The imbalance got even worse in January 2013, when President Obama increased taxes on high-income Americans. He raised the top rate on ordinary income by 13%, increased the tax on dividends and capital gains by 59%, and imposed a 40% death tax. Combined with a smothering regulatory burden, these increases helped reduce economic growth to only 43% of the postwar norm. Yet advocates of tax reform today scramble to prove their reform preserves the post-Obama tax-burden distribution. Why would Republicans commit to make the punitive Obama tax increases a perpetual feature of the distribution of the tax burden?
For that matter, when did America become so hostile to the successful? Henry Ford, Andrew Carnegie, Thomas Edison, Sam Walton and Bill Gates all became rich by producing goods and services we chose to buy because they enriched our lives. They received only a small share of the bounty that their drive and genius created. Come to think of it, when was the last time you were hired by somebody poorer than you?
It does not necessarily follow that higher tax rates increase revenue. By raising taxes on top income earners, the Obama administration planned to raise $620 billion over 10 years. Redistributionists should be a little sobered by the fact that in the 10 years following the Obama tax increases the government is now on track to lose $3.2 trillion in revenue due to a decline in economic growth.
Despite Sweden’s and France’s willingness to impose higher marginal rates on the rich, it would appear that there are limits in the real world to how much tax blood can be extracted from wealthy turnips. The experience of OECD countries strongly suggests that in high-spending countries with high marginal tax rates and low economic growth, an increasing share of the tax burden is actually shifted from high-income individuals to the middle class.
It is equally clear that by stimulating growth, the Reagan tax cuts produced more revenue and increased the share of taxes paid by the rich. The share of income taxes paid by the top 10% of earners, which had been falling prior to the Reagan tax cuts, increased 20% during Reagan’s presidency. The U.S. government collected 19% more real revenues the day Reagan left office than the day he came into office, even though inflation had been broken, bracket creep repealed, and tax rates reduced dramatically.
Which brings us to the death tax. Americans work their whole lives, pay taxes on every penny they earn, build a farm, a business or an estate—and when they die, the government takes another 40% of everything they have accumulated. To escape this fate, the most talented people in our society squander massive amounts of time and resources trying to beat the death tax. The very rich often succeed, but at what cost?
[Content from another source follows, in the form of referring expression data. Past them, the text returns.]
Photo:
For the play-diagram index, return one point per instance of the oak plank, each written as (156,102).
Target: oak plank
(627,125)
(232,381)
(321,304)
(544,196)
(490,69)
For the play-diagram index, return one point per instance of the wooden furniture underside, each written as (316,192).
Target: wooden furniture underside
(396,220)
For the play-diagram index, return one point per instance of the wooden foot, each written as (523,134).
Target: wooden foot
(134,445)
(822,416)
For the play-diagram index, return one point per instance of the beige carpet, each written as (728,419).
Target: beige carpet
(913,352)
Because of the death tax, older investors hold assets that they would like to sell, keeping them from buyers who could put them to better use. They know that if they sell the farm or business, pay the capital-gains tax and then die, they will end up paying out some two-thirds of the value of their life’s work to the government.
How many baby boomers who retire early and squander their accumulated wealth would continue to work, create and accumulate if government did not prevent them from transferring the benefits of their efforts to their family? Comparing the estimated static cost of repealing the death tax with the potential economic benefits from its repeal, it seems clear that repealing the death tax is one of the most cost-effective pro-growth tax reform policies.
One has to marvel at how anybody can find it difficult to defend repealing the death tax. Everything about the tax is wrong and the economics of repealing it are right. Republicans should let the Democrats keep their monopoly on redistributing wealth and seize the monopoly on creating it.
Mr. Gramm, a former chairman of the Senate Banking Committee, is a visiting scholar at the American Enterprise Institute.